例えば角川文庫で購入した式貴士。「虹のジプシー」はパラレルワールドものの傑作だと思っているんですけど、これも絶版。ハルキ文庫あたりがまた出してくれないものか。
そして泡坂妻夫の本作もまだ創元推理からは出ていないようで。乾くるみの「イニシエーション・ラブ」を讀んだ人だったら、作中でこの作品について言及されていたのを憶えている人もいるでしょう。
泡坂作品で好きなものは、と聞かれた時、まあ、初期長編に限れば「湖底のまつり」、「妖女のねむり」とそして本作の名前を挙げるようにしています(敢えて「乱れからくり」や「11枚のとらんぷ」は挙げない)。しかし……今アマゾンで確認したら、ハルキ文庫から再版された「妖女のねむり」も絶版ですか!本當にここ最近は一期一會というかんじで見つけた時には即購入しておかないともう、二度と手に入らない本もあったりする譯で
本好きには大變な時代になったものです。
まあ、絶版とはいえ佳作であることは違いはなく、ハルキ文庫か創元推理で再び文庫化された時には是非とも手にとっていただきたい本作、自分が持っているのは單行本なので、アマゾンから文春文庫のあらすじを引用させてもらうと、
思わぬゆき違いから結びついて、たがいに激しく憎悪しあうようになった男女が、太平洋にただよう小さなヨットの中で殺意をむき出しにして対決した。…そして絶海の孤島の松の木に、吊された死体が一つ。2人の間にいったい何が起きたのか?極限の状況で巧妙に仕組まれたトリックの謎。異色ミステリー。
これじゃあよく分からないですよねえ。まあ、簡單に物語だけを追いかけてみると、この小説、全体が五章に分かれていて、序章と終章のあいだに「迷う蝶」「夢の蝶」「死ぬ蝶」という三つの章が挿入されています。「迷う蝶」はある男の手記で、「夢の蝶」は關係者の証言、そして最後の「死ぬ蝶」は女性の手記という構成です。で、上のあらすじにある吊された死体というのは、この最初の手記を書いていた男の手になるものでして、この手記のなかで、男は船の上で女を殺し、そのあと船は漂流を続けたのち、ある島に辿り着いたと書いています。しかしその島で、自分が殺した筈の女が海からやってきた、とも記されてい、自分はその女に殺される、みたいなことをいっている。
實際、その手記にある通り、男はその島で吊された死体となって見つかり、女は救助されます。

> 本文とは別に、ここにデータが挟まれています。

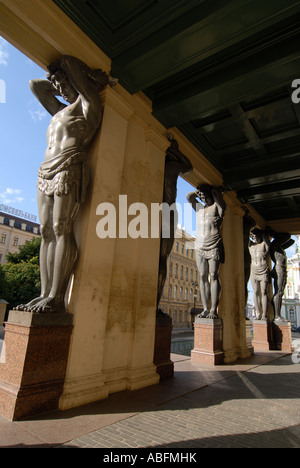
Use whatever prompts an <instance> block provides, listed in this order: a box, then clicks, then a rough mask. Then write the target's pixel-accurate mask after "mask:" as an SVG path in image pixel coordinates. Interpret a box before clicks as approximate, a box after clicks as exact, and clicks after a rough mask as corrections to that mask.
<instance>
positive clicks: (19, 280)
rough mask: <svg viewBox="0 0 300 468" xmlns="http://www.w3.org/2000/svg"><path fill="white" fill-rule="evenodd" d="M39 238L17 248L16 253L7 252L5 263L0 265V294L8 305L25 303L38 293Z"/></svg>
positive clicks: (34, 296)
mask: <svg viewBox="0 0 300 468" xmlns="http://www.w3.org/2000/svg"><path fill="white" fill-rule="evenodd" d="M40 242H41V239H40V238H37V239H33V240H32V241H31V242H28V243H27V244H25V245H24V246H21V247H20V248H19V252H18V253H16V254H8V255H7V257H6V258H7V261H8V263H6V264H5V265H1V267H0V296H1V298H2V299H5V300H6V301H8V302H9V307H10V308H11V307H14V306H16V305H18V304H24V303H25V304H26V303H27V302H29V301H30V300H31V299H32V298H33V297H36V296H38V295H39V294H40V288H41V284H40V268H39V247H40Z"/></svg>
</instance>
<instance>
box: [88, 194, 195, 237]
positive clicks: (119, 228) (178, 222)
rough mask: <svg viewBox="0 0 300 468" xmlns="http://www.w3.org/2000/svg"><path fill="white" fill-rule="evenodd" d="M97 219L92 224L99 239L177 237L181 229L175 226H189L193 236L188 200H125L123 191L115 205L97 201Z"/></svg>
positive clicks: (193, 229)
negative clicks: (149, 202) (167, 200)
mask: <svg viewBox="0 0 300 468" xmlns="http://www.w3.org/2000/svg"><path fill="white" fill-rule="evenodd" d="M96 215H97V216H100V219H99V220H98V222H97V225H96V233H97V236H98V238H99V239H107V238H110V239H116V238H119V239H127V238H131V239H139V238H141V239H149V238H151V239H159V238H160V237H162V238H163V239H169V238H171V237H174V238H175V239H176V238H181V237H182V232H183V230H182V229H177V226H183V225H184V224H183V221H184V223H185V225H187V226H190V229H189V235H190V236H192V237H196V230H195V229H193V224H195V223H193V221H194V220H193V209H192V208H191V205H190V204H189V203H184V204H183V206H182V205H181V204H179V203H173V204H172V205H169V204H168V203H151V204H150V206H147V205H145V204H144V203H140V202H137V203H132V204H130V205H129V204H128V197H127V195H119V200H118V206H115V205H114V204H113V203H108V202H107V203H100V204H99V205H98V206H97V209H96Z"/></svg>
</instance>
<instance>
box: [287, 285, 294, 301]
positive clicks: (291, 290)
mask: <svg viewBox="0 0 300 468" xmlns="http://www.w3.org/2000/svg"><path fill="white" fill-rule="evenodd" d="M287 292H288V297H290V298H292V297H293V286H292V285H290V284H289V285H288V287H287Z"/></svg>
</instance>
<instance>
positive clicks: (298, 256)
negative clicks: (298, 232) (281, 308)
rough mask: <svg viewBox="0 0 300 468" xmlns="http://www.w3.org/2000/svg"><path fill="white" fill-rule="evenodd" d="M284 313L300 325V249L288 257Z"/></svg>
mask: <svg viewBox="0 0 300 468" xmlns="http://www.w3.org/2000/svg"><path fill="white" fill-rule="evenodd" d="M298 239H299V241H300V236H298ZM282 315H283V317H285V318H287V319H288V320H290V322H291V323H292V325H294V326H296V327H299V326H300V249H299V247H298V246H297V247H296V252H295V254H294V255H292V257H290V258H288V277H287V284H286V288H285V295H284V298H283V301H282Z"/></svg>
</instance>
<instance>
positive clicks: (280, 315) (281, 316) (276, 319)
mask: <svg viewBox="0 0 300 468" xmlns="http://www.w3.org/2000/svg"><path fill="white" fill-rule="evenodd" d="M275 322H288V320H287V319H285V318H284V317H282V316H281V315H279V316H278V317H276V318H275Z"/></svg>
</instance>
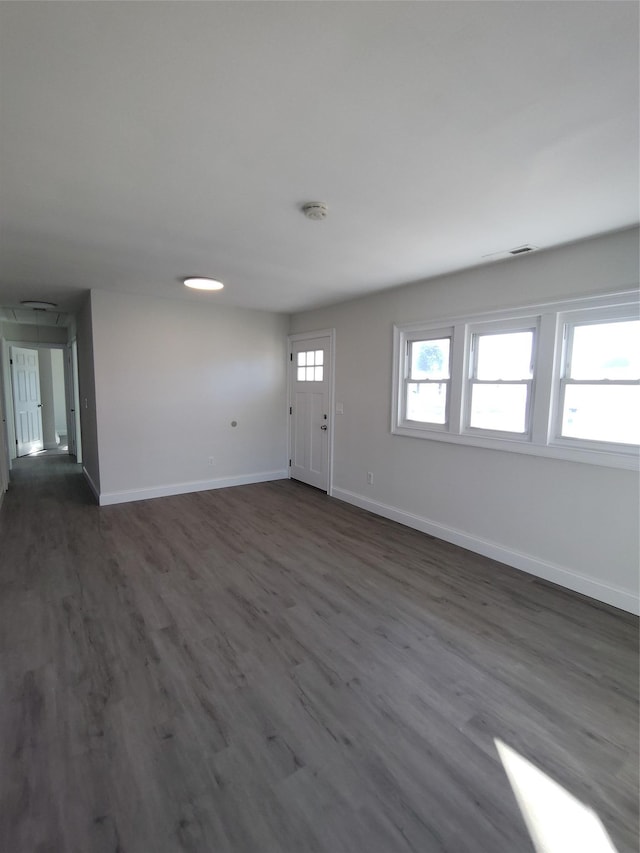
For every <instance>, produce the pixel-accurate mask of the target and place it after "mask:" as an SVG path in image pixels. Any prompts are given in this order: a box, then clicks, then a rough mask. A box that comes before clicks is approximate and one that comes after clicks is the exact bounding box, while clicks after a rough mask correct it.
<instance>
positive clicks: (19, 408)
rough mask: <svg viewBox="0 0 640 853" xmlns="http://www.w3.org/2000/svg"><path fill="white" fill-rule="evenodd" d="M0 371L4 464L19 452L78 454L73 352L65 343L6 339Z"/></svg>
mask: <svg viewBox="0 0 640 853" xmlns="http://www.w3.org/2000/svg"><path fill="white" fill-rule="evenodd" d="M7 350H8V365H6V368H8V369H5V375H4V380H5V381H4V385H5V406H6V412H7V418H6V427H7V444H8V455H9V461H10V464H11V463H12V462H13V461H14V460H15V459H18V458H22V457H25V456H31V457H35V456H51V455H69V456H73V457H76V461H81V459H80V447H79V443H80V442H79V438H80V435H79V429H78V418H77V415H78V414H79V406H78V382H77V368H76V361H75V359H76V354H75V350H74V347H73V346H72V345H69V344H59V345H55V344H35V343H22V342H20V343H18V342H15V343H13V342H8V343H7Z"/></svg>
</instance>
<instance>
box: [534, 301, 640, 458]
mask: <svg viewBox="0 0 640 853" xmlns="http://www.w3.org/2000/svg"><path fill="white" fill-rule="evenodd" d="M629 320H635V321H639V320H640V315H639V312H638V309H637V307H635V306H633V305H617V306H615V307H608V308H600V309H599V310H598V309H582V310H577V311H565V312H562V313H559V316H558V337H557V341H556V349H557V351H558V354H559V369H558V370H557V371H556V375H555V376H554V397H555V401H554V402H555V406H554V416H553V422H552V434H551V438H550V444H552V445H553V446H556V447H566V448H580V449H585V450H593V451H596V452H598V451H599V452H603V453H618V454H637V453H638V447H639V446H638V445H636V444H624V443H622V442H614V441H603V440H598V439H587V438H576V437H573V436H565V435H562V417H563V412H564V395H565V391H566V387H567V385H581V384H588V385H602V386H605V387H606V386H609V387H610V386H612V385H637V384H638V382H637V381H634V380H618V381H616V380H609V379H605V380H571V379H570V378H568V377H567V374H568V372H569V370H570V359H571V355H572V348H573V336H574V332H575V329H576V327H578V326H594V325H604V324H607V323H624V322H625V321H629Z"/></svg>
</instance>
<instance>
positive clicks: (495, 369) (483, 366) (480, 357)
mask: <svg viewBox="0 0 640 853" xmlns="http://www.w3.org/2000/svg"><path fill="white" fill-rule="evenodd" d="M476 347H477V354H476V379H481V380H485V381H491V380H495V379H502V380H505V381H508V380H514V379H531V353H532V348H533V331H526V332H508V333H507V334H497V335H476Z"/></svg>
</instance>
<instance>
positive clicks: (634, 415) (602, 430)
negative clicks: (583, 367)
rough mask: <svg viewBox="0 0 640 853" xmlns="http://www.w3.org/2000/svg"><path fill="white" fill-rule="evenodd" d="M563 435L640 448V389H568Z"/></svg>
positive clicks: (567, 436)
mask: <svg viewBox="0 0 640 853" xmlns="http://www.w3.org/2000/svg"><path fill="white" fill-rule="evenodd" d="M562 435H563V436H566V437H567V438H585V439H588V440H591V441H612V442H615V443H619V444H640V386H638V385H567V386H566V388H565V394H564V407H563V411H562Z"/></svg>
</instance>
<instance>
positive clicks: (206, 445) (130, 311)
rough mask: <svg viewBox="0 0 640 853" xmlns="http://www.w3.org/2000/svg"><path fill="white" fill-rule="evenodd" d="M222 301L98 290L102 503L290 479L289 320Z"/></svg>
mask: <svg viewBox="0 0 640 853" xmlns="http://www.w3.org/2000/svg"><path fill="white" fill-rule="evenodd" d="M215 298H216V297H215V295H212V302H211V305H210V306H209V305H206V304H204V303H202V302H193V303H189V302H186V301H173V300H162V299H149V298H141V297H135V296H128V295H124V294H111V293H107V292H106V291H92V294H91V312H92V331H93V356H94V366H95V381H96V397H97V399H96V405H97V434H98V436H99V463H100V464H99V468H100V502H101V503H102V504H106V503H116V502H120V501H126V500H138V499H141V498H146V497H155V496H159V495H163V494H176V493H179V492H186V491H195V490H199V489H206V488H216V487H219V486H223V485H232V484H234V483H240V482H253V481H257V480H261V479H263V480H264V479H274V478H278V477H284V476H286V472H287V467H286V463H287V448H286V333H287V318H286V317H285V316H284V315H278V314H272V313H267V312H261V311H249V310H246V309H238V308H227V307H223V306H221V305H219V304H216V303H215ZM78 331H79V337H80V330H78ZM234 420H235V421H237V424H238V425H237V426H236V427H232V426H231V421H234ZM83 439H84V431H83ZM209 457H213V459H214V464H213V465H210V464H209Z"/></svg>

いったい何が起きたのか?というのが本作の面白いところ。というか、一番の謎は男が書いているように、殺された女が本當に生き返って彼を殺害したのかどうか。この幻想的な謎にはある大胆な仕掛けがなされていて、最後に眞相が明らかになります。「アレ」系のミステリではないのですけど、手記と証言という構成を巧みに使ったこの仕掛けは見事。「湖底のまつり」と竝ぶ幻想的な謎とミステリ的な仕掛けが満喫出来る佳作であります。おすすめ。